More broadly, the roadmap is underpinned by commitments to continued increases in R&D funding and accelerated efforts to conserve, create and restore natural habitats.

Spotlight on electric vehicles  

EV’s have been a big policy focus since the 2019 General Election. The 2020 Budget saw Chancellor Rishi Sunak confirming £500m for fast charging networks and a further £532m to extend crants for electric cars, vans, taxis and motorcycles. And, after much pressure from green groups and businesses, the Government this year brought the UK’s ban on new petrol and diesel car sales forward to 2030.

The electrification of transport is, of course, expected to cause shrinking oil demand and higher electricity demand.

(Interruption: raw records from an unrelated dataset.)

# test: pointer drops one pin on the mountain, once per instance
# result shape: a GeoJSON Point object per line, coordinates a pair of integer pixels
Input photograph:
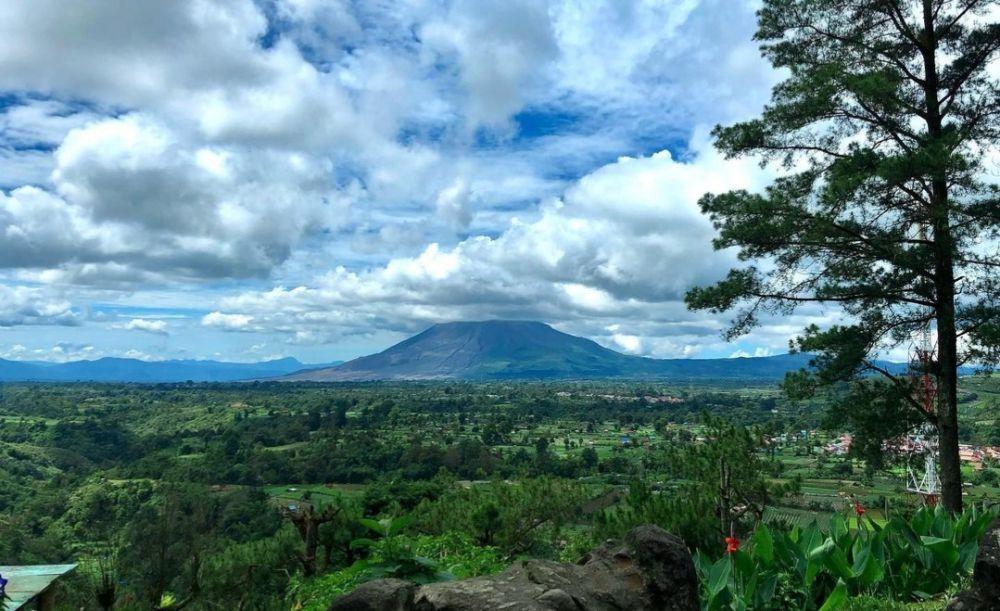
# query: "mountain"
{"type": "Point", "coordinates": [134, 370]}
{"type": "Point", "coordinates": [503, 349]}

National Grid estimates that if all cars were electric by 2050, but that smart charging and EV sharing scale-up, peak demand growth would be around 6GW.

ENA’s roadmap states that operators recognise the “key role they have to play in supporting innovation and infrastructure for a mass roll-out of EVs”. It commits members to accelerating “ground-breaking” work on smart charging and vehicle-to-grid (V2G) technology, and to prioritising electric public transport as well as individually owned vehicles.

Built environment focus

In related news, ten UK-based businesses have signed the World Green Building Council’s (WorldGBC) Net Zero Carbon Buildings Commitment this week.

The Commitment states that every building in the world must be transformed to align with net-zero by 2050 at the latest. It challenges signatories to achieve net-zero carbon in operation for all building areas under their direct control by 2030, and to advocate for all buildings to be net-zero carbon by 2050.

Crucially, WorldGBC provides advice on tacking embodied carbon as well as operational emissions, offering a roadmap for the entire life-cycle.

The new signatories are Arup, BAM Construct UK, Bioregional, NatWest Group, Savills UK, Stanhope, the Crown Estate, Wilmott Dixon, WSP UK and Troup Bywaters and Anders. Many already have their own net-zero targets which are more ambitious than the UK’s national deadline.

The commitment now covers 42 UK businesses, which collectively represent more than 4,700 buildings and 16.7 million square metres of floor space.

The growing number of UKGBC members signing up to the Commitment demonstrates a real push from our industry and shows that we stand ready to tackle the climate challenge ahead,” UKGBC’s chief executive Julie Hirigoyen said.

Sarah George

Comments (1)

  1. Richard Phillips says:

    "But hydrogen is not inherently “green” – more than 90% produced last year used fossil fuels."
    The nail on the head!! In the UK renewables are not sufficiently reliable to give us much energy. A dearth and then profusion is no answer in the energy field.
    The only reliable answer lies with nuclear energy, fission now then, perhaps, fusion; the ultimate dream.
    It might be noted that hydrogen is produced by electrolysis at about 80% efficiency, and used at about the same efficiency. So overall about 60%.
    It is very attractive, but not without snags, nature seems to be like that!!!

    Richard Phillips

    PS Why so few comments, I seem be alone!!!!